Afrique du Sud : découverte des premières tombes de la préhistoire, selon des scientifiques
Publié le - par Le Blob, avec l'AFP
La nouvelle secouerait les fondamentaux sur l’évolution de l’homme : le paléontologue de renommée mondiale Lee Berger a annoncé la découverte en Afrique du Sud des tombes les plus anciennes de la préhistoire, repoussant d’au moins 100 000 ans les premières traces de pratiques mortuaires.
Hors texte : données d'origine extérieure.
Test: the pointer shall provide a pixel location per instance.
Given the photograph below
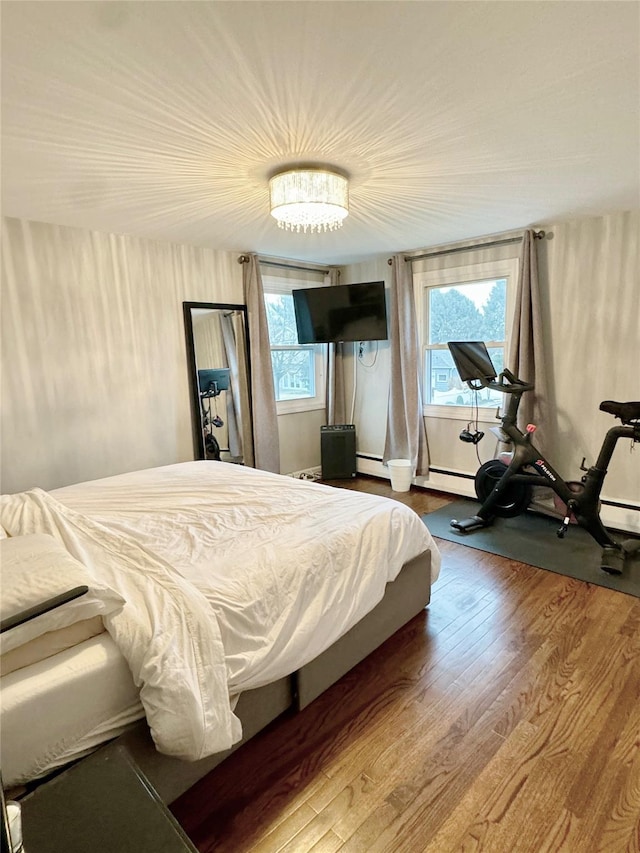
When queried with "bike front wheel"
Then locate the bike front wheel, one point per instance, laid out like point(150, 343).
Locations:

En position fœtale et recroquevillés dans des alcôves enfouies au bout d’un réseau d’étroites galeries, à une trentaine de mètres sous terre, de lointains cousins de l’homme à l’état de fossiles ont été retrouvés dans des sépultures lors de fouilles entamées en 2018. Les explorateurs ont constaté que les tombes avaient été rebouchées avec la terre creusée au départ pour former les trous, preuve selon eux que les corps de ces pré-humains ont été volontairement enterrés. « Il s’agit des inhumations les plus anciennes jamais enregistrées chez les hominidés, antérieures d’au moins 100 000 ans aux inhumations d’Homo sapiens », affirment-ils dans une série d’articles en pre-print, qui doivent encore être revus par des pairs avant publication dans le journal scientifique eLife.
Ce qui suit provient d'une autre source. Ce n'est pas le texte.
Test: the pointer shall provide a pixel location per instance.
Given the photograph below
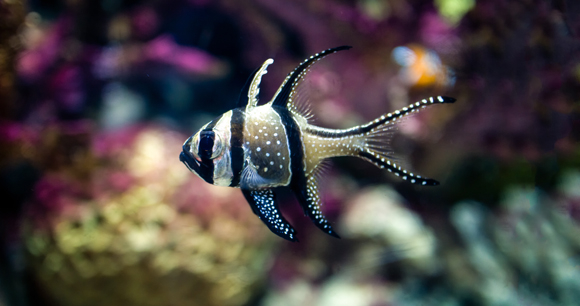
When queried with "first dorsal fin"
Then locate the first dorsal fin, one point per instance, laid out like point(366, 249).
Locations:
point(285, 93)
point(249, 94)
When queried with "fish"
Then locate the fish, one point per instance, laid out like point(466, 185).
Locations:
point(262, 148)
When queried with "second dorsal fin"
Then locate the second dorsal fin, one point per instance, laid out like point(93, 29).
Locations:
point(249, 94)
point(285, 93)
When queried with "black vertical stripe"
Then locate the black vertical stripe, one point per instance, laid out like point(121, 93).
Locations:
point(295, 144)
point(206, 166)
point(236, 143)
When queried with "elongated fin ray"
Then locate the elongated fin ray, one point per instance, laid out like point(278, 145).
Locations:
point(249, 94)
point(309, 198)
point(384, 122)
point(265, 206)
point(243, 99)
point(285, 93)
point(391, 166)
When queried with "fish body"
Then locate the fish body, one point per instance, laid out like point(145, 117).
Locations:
point(257, 148)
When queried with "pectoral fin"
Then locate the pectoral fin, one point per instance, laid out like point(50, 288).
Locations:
point(265, 206)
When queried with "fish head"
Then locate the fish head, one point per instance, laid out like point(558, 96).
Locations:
point(207, 152)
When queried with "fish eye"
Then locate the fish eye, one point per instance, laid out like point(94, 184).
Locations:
point(210, 145)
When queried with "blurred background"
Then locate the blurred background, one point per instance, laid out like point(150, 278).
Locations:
point(96, 98)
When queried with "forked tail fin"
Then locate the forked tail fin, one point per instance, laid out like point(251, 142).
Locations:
point(377, 135)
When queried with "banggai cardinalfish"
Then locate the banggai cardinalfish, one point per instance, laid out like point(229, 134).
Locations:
point(257, 148)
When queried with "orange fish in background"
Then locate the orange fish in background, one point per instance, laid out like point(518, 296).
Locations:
point(422, 67)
Les fouilles ont eu lieu sur le site paléontologique du « Berceau de l’humanité », classé au patrimoine mondial de l’Unesco et situé au nord-ouest de Johannesburg. Les tombes les plus anciennes découvertes jusqu’ici, notamment au Proche-Orient et au Kenya, datent d’environ 100 000 ans avant notre ère et abritent des restes d’Homo sapiens. Les sépultures sud-africaines datent de -200 000 à -300 000 ans. Elles contiennent des ossements d’Homo naledi (étoile en langue locale), petit hominidé d’environ 1,50 m de haut et au cerveau de la taille d’une orange. L’espèce, dont la découverte en 2013 par le paléoanthropologue américain Lee Berger avait déjà remis en cause les lectures linéaires de l’évolution de l’Humanité, reste encore un mystère pour les scientifiques. Doté à la fois de caractéristiques de créatures vieilles de plusieurs millions d’années, comme une dentition primitive et des jambes de grimpeurs, Homo naledi est aussi doté de pieds semblables aux nôtres et de mains capables de manier des outils.
Petit cerveau
« Ces découvertes montrent que les pratiques mortuaires n’étaient pas limitées à l’Homo sapiens ou à d’autres hominidés dotés d’un cerveau de grande taille », affirment les scientifiques. Cette théorie, qui va à l’encontre de l’idée communément acceptée que la conscience de la mort et les pratiques liées font l’humain, avait déjà été évoquée par Lee Berger lorsqu’il avait présenté Homo naledi au monde en 2015. L’hypothèse avait alors créé un tollé et de nombreux spécialistes avaient mis en doute la rigueur scientifique de l’Américain médiatique, soutenu par National Geographic. « C’était trop pour les scientifiques à l’époque », a commenté Lee Berger. Ils restent « convaincus que tout cela est lié à notre gros cerveau et que cela s’est produit très récemment, il y a moins de 100 000 ans », explique-t-il. « Nous sommes sur le point de dire au monde que ce n’est pas vrai », triomphe l’explorateur de 57 ans, qui va encore plus loin. Des symboles géométriques, soigneusement tracés à l’aide d’un outil pointu ou tranchant, ont été retrouvés sur les parois des tombes. Carrés, triangles et croix ont été, selon lui, intentionnellement laissés sur des surfaces lissées, probablement pour les rendre plus lisibles. « Cela signifierait que non seulement les humains ne sont pas les seuls à avoir développé des pratiques symboliques, mais qu’ils n’ont peut-être même pas inventé de tels comportements », avance Lee Berger.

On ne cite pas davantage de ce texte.